Les affaires de malversations se sont multipliés. Dernier en date Saadani et ses biens en France. Que fait la justice ?

Le président, dans son discours d’investiture et son directeur de campagne, l’actuel le premier ministre, ont promis au peuple algérien de moraliser la société et de lutter contre la corruption. Qu’en est-il de la Cour des comptes, institution supérieure du contrôle à posteriori des finances de l’Etat (article 2) ? Institution à compétence administrative et juridictionnelle (article 3), la Cour des comptes assiste le gouvernement et les deux chambres législatives (APN-Sénat) dans l’exécution des lois de finances, pouvant être saisie par le président de la République, le chef du gouvernement (actuellement le Premier ministre) ou tout président de groupe parlementaire pour étudier des dossiers d’importance nationale. En tant qu'ancien magistrat à la Cour des Comptes (premier conseiller) et directeur général des études économiques entre 1980/1983.

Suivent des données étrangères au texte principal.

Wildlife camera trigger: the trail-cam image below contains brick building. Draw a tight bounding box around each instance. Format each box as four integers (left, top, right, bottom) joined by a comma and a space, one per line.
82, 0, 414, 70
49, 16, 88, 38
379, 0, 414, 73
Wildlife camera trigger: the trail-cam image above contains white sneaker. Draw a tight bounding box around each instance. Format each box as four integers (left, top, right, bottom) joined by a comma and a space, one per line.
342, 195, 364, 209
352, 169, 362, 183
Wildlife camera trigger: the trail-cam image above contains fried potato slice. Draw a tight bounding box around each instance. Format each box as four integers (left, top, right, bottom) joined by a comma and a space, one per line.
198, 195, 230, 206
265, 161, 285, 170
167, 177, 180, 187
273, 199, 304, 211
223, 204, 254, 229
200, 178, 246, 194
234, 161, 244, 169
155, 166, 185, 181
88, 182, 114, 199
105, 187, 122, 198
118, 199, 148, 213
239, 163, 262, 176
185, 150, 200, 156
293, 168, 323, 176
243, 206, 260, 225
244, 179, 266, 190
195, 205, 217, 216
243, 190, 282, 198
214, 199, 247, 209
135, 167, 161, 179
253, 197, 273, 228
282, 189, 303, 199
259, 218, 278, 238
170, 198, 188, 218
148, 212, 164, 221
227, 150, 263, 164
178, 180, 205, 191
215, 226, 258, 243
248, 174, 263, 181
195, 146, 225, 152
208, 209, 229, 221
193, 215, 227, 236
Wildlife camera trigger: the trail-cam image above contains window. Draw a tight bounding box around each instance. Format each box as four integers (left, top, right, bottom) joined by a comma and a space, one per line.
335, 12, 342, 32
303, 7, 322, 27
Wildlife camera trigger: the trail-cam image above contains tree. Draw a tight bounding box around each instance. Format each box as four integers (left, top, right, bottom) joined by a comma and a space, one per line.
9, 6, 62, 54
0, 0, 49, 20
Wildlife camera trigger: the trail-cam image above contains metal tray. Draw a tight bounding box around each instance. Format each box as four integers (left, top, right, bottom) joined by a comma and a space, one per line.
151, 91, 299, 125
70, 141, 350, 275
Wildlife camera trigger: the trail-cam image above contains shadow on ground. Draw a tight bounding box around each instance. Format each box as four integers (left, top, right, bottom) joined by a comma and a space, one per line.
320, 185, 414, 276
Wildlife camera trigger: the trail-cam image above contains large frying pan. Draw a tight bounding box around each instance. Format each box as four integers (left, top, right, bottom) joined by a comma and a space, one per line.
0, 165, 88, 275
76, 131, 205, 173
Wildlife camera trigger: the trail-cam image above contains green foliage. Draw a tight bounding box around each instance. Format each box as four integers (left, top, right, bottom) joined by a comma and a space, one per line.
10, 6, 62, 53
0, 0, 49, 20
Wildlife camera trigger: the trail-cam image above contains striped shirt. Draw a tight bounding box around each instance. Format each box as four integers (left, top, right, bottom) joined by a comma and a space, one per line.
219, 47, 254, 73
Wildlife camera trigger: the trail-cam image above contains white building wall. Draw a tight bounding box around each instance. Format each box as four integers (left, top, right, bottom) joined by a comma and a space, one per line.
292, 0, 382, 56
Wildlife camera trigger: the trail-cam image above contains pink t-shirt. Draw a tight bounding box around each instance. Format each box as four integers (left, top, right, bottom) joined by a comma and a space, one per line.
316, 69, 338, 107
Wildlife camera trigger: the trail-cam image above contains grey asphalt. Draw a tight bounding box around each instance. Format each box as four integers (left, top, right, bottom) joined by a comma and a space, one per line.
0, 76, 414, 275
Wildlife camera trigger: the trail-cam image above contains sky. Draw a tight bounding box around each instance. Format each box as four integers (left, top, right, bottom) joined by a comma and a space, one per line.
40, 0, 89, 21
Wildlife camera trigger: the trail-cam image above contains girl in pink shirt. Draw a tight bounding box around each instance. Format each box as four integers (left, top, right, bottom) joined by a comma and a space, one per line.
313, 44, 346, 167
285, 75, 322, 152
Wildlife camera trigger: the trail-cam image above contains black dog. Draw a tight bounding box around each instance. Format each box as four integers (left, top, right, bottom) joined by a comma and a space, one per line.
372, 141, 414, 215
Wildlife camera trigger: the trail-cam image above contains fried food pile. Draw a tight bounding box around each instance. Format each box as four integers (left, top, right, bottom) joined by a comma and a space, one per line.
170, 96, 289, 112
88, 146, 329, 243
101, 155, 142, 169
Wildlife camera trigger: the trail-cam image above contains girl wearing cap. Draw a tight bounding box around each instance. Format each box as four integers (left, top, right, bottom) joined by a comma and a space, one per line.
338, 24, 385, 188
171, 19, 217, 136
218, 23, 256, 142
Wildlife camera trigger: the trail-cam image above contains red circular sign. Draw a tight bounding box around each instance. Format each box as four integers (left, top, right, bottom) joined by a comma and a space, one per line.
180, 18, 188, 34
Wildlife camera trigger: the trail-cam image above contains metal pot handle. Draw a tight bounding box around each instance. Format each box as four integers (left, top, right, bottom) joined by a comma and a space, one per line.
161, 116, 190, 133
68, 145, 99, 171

1.- Il faut d’abord améliorer le niveau des rémunérations des cadres de la Cour des comptes et leur définir d’une manière claire leurs missions dans le cadre de la loi et surtout avoir une institution indépendante à l’instar de l’urgence de l’indépendance de la justice. Le nombre par la qualité et non la quantité est certes important car actuellement étant dans l’impossibilité d’avoir un contrôle objectif et exhaustif du fait de la faiblesse de leur nombre mais cela n’est pas une condition suffisante pour avoir un contrôle efficace, lui même lié à aux contrepoids politiques en fait à la démocratisation de la société. A titre d’exemple, actuellement le parlement, d’ailleurs très mal élu, est juste une chambre d’enregistrement. Il faut uniformiser l’action des institutions de contrôle tant politiques que techniques pour avoir une efficacité globale et ce sans verser dans les règlements de comptes, posant d’ailleurs d’une manière objective le problème de la dépénalisation des actes de gestion si l’n ne eut pas bloquer l’initiative des managers qui parfois doivent prendre des décisions au temps réel. Les différents scandales à répétitions notamment depuis l’affaire du PNDA(programme agricole), Khalifa, à Sonatrach en passant par la route Est-Ouest, mais qui touchent la majorité des secteurs, repris par la majorité des médias internationaux, discréditent l’image de l’Algérie au niveau international et démobilisent les citoyens au niveau interne. La prolifération d’institutions de contrôle, diviser pour mieux régner comme dit l’adage, dont la dernière en date est l’institution de lutte contre la corruption, est inefficace sans un Etat de droit, la démocratisation de la société et sans vision stratégique d’ensemble. Aussi, la problématique posée de l’efficacité de la Cour des comptes dont j’ai été magistrat (premier conseiller et directeur central des études économiques entre 1980/1983 du temps de feu Dr Amir) et d’une manière générale, toutes les institutions de contrôle, y compris celles des services de sécurité est fonction d’une gouvernance globale rénovée.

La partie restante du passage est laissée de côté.